5.1 Quantization Method Comparison

Method Precision Speed Quality Memory
FP16 16-bit 1x 100% 1x
GPTQ 4-bit ~1.5x 98-99% 0.25x
AWQ 4-bit ~2x 98-99% 0.25x
GGUF 2-8bit ~2x 95-99% 0.15-0.5x
bitsandbytes 4/8-bit ~1.2x 97-99% 0.25-0.5x

5.2 Using Quantization

from transformers import AutoModelForCausalLM, AutoTokenizer, BitsAndBytesConfig

# bitsandbytes 4-bit
def load_4bit_model(model_name: str):
    """Load 4-bit quantized model"""
    bnb_config = BitsAndBytesConfig(
        load_in_4bit=True,
        bnb_4bit_quant_type="nf4",
        bnb_4bit_compute_dtype=torch.bfloat16,
        bnb_4bit_use_double_quant=True
    )

    model = AutoModelForCausalLM.from_pretrained(
        model_name,
        quantization_config=bnb_config,
        device_map="auto"
    )

    return model


# GPTQ
def load_gptq_model(model_name: str):
    """Load GPTQ quantized model"""
    from auto_gptq import AutoGPTQForCausalLM

    model = AutoGPTQForCausalLM.from_quantized(
        model_name,
        device_map="auto",
        use_safetensors=True
    )

    return model


# AWQ
def load_awq_model(model_name: str):
    """Load AWQ quantized model"""
    from awq import AutoAWQForCausalLM

    model = AutoAWQForCausalLM.from_quantized(
        model_name,
        fuse_layers=True,
        device_map="auto"
    )

    return model

6. Batch Processing Optimization

6.1 Continuous Batching

class ContinuousBatcher:
    """Continuous Batching implementation"""

    def __init__(
        self,
        model,
        tokenizer,
        max_batch_size: int = 32,
        max_seq_len: int = 2048
    ):
        self.model = model
        self.tokenizer = tokenizer
        self.max_batch_size = max_batch_size
        self.max_seq_len = max_seq_len

        # Active requests
        self.active_requests = {}
        self.request_queue = []

    def add_request(self, request_id: str, prompt: str, max_tokens: int):
        """Add new request"""
        tokens = self.tokenizer.encode(prompt)
        self.request_queue.append({
            "id": request_id,
            "tokens": tokens,
            "generated": [],
            "max_tokens": max_tokens
        })

    def step(self) -> dict:
        """Process one step"""
        # 1. Add new requests to batch
        while (len(self.active_requests) < self.max_batch_size and
               self.request_queue):
            req = self.request_queue.pop(0)
            self.active_requests[req["id"]] = req

        if not self.active_requests:
            return {}

        # 2. Compose batch
        batch_ids, batch_tokens = self._prepare_batch()

        # 3. Forward pass
        with torch.no_grad():
            outputs = self.model(batch_tokens)
            next_tokens = outputs.logits[:, -1].argmax(dim=-1)

        # 4. Update results
        results = {}
        completed = []

        for i, req_id in enumerate(batch_ids):
            req = self.active_requests[req_id]
            token = next_tokens[i].item()
            req["generated"].append(token)
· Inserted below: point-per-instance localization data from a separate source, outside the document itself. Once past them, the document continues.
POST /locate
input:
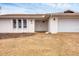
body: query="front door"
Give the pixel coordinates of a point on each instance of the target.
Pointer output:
(41, 25)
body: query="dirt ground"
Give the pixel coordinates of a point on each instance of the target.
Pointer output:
(40, 44)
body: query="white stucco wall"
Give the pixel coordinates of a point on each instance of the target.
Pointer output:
(31, 25)
(6, 26)
(41, 26)
(53, 25)
(68, 25)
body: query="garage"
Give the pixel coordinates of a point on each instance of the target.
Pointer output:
(68, 24)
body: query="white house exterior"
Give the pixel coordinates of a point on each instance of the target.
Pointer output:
(31, 23)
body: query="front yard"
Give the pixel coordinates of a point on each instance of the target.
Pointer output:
(40, 44)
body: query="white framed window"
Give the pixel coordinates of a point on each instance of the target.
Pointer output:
(19, 23)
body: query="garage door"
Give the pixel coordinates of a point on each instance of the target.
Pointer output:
(68, 25)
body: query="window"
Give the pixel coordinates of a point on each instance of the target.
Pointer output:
(19, 23)
(24, 23)
(14, 23)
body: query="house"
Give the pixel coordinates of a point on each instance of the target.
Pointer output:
(67, 21)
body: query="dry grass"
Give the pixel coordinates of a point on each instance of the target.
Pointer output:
(41, 44)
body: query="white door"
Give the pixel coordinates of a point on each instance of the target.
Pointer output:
(68, 25)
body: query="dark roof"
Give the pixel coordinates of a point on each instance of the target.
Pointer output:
(68, 11)
(41, 16)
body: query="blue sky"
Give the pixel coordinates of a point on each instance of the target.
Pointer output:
(26, 8)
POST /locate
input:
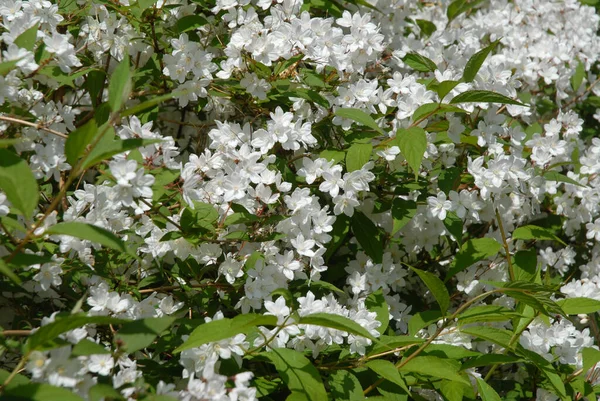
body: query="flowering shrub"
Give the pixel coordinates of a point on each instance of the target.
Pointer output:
(301, 200)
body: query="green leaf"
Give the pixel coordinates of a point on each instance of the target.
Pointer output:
(337, 322)
(86, 347)
(39, 392)
(375, 302)
(591, 356)
(481, 96)
(63, 324)
(471, 252)
(558, 177)
(436, 286)
(138, 108)
(7, 271)
(142, 333)
(435, 367)
(413, 144)
(534, 232)
(454, 225)
(402, 212)
(388, 371)
(298, 373)
(419, 63)
(345, 386)
(476, 61)
(27, 39)
(18, 183)
(360, 117)
(78, 141)
(120, 85)
(577, 77)
(577, 306)
(525, 265)
(190, 22)
(368, 236)
(358, 155)
(430, 109)
(222, 329)
(88, 232)
(486, 391)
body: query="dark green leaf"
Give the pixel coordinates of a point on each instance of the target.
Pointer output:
(471, 252)
(298, 373)
(18, 183)
(88, 232)
(476, 61)
(120, 85)
(359, 116)
(419, 63)
(481, 96)
(368, 236)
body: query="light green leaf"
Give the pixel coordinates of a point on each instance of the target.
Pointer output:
(222, 329)
(419, 63)
(18, 183)
(413, 144)
(345, 386)
(476, 61)
(120, 85)
(358, 155)
(577, 77)
(534, 232)
(359, 116)
(368, 236)
(336, 322)
(88, 232)
(298, 373)
(388, 371)
(141, 333)
(437, 288)
(39, 392)
(27, 39)
(471, 252)
(486, 391)
(435, 367)
(78, 141)
(481, 96)
(577, 306)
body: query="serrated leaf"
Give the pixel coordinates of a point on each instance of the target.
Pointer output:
(358, 155)
(388, 371)
(577, 306)
(471, 252)
(141, 333)
(413, 144)
(78, 140)
(119, 86)
(88, 232)
(435, 367)
(368, 236)
(530, 232)
(359, 116)
(486, 391)
(222, 329)
(18, 183)
(298, 373)
(336, 322)
(27, 39)
(419, 62)
(437, 288)
(483, 96)
(476, 61)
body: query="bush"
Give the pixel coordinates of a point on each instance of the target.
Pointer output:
(301, 200)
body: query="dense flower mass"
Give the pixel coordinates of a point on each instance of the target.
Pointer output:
(299, 199)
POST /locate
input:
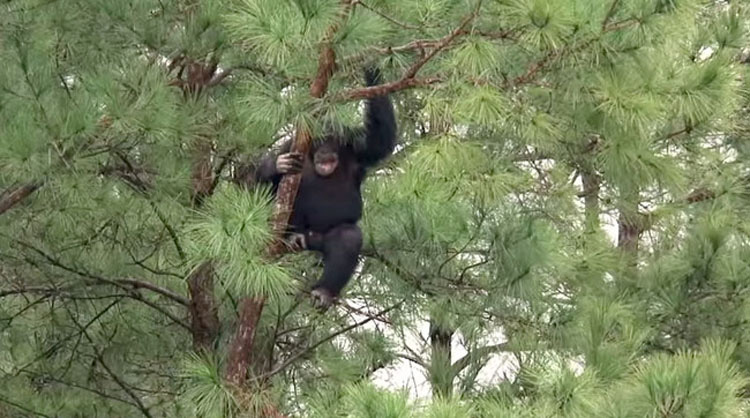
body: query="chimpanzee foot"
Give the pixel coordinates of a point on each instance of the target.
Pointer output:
(322, 299)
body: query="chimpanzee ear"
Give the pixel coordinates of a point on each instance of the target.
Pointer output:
(372, 75)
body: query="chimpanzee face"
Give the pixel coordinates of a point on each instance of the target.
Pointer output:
(326, 159)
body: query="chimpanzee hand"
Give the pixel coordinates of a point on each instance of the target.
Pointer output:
(289, 163)
(322, 299)
(296, 242)
(372, 76)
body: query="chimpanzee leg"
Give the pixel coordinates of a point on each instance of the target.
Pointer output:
(341, 247)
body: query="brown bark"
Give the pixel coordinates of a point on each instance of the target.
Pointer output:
(441, 372)
(630, 225)
(204, 313)
(11, 198)
(252, 308)
(591, 188)
(204, 324)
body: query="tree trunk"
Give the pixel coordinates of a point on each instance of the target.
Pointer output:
(204, 313)
(441, 372)
(591, 189)
(629, 225)
(252, 308)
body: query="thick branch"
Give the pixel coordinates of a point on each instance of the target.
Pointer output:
(476, 355)
(252, 308)
(386, 88)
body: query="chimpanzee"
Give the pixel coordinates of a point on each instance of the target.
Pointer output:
(329, 201)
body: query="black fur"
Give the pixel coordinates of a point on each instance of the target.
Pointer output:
(327, 209)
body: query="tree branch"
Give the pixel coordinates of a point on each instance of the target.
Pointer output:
(252, 308)
(12, 197)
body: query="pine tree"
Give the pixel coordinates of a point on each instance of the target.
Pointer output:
(135, 274)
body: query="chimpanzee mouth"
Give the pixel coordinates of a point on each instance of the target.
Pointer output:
(327, 166)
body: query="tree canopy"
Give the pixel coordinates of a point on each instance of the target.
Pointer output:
(562, 231)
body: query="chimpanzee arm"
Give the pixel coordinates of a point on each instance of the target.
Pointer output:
(267, 171)
(379, 127)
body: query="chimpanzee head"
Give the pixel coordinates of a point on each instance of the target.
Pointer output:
(326, 158)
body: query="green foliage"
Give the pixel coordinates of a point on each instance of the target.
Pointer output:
(568, 204)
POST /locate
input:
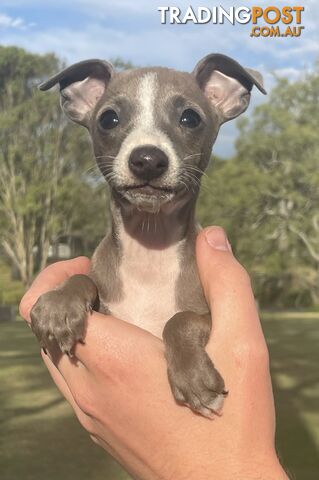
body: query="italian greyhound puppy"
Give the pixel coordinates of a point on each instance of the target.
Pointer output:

            # Check completion
            if (len(req["generated"]) >= req["max_tokens"] or
                token == self.tokenizer.eos_token_id):
                results[req_id] = self.tokenizer.decode(req["generated"])
                completed.append(req_id)

        # 5. Remove completed requests
        for req_id in completed:
            del self.active_requests[req_id]

        return results

    def _prepare_batch(self):
        """Prepare batch (with padding)"""
        batch_ids = list(self.active_requests.keys())
        sequences = []

        for req_id in batch_ids:
            req = self.active_requests[req_id]
            seq = req["tokens"] + req["generated"]
            sequences.append(seq)

        # Padding
        max_len = max(len(s) for s in sequences)
        padded = []
        for seq in sequences:
            padded.append(seq + [self.tokenizer.pad_token_id] * (max_len - len(seq)))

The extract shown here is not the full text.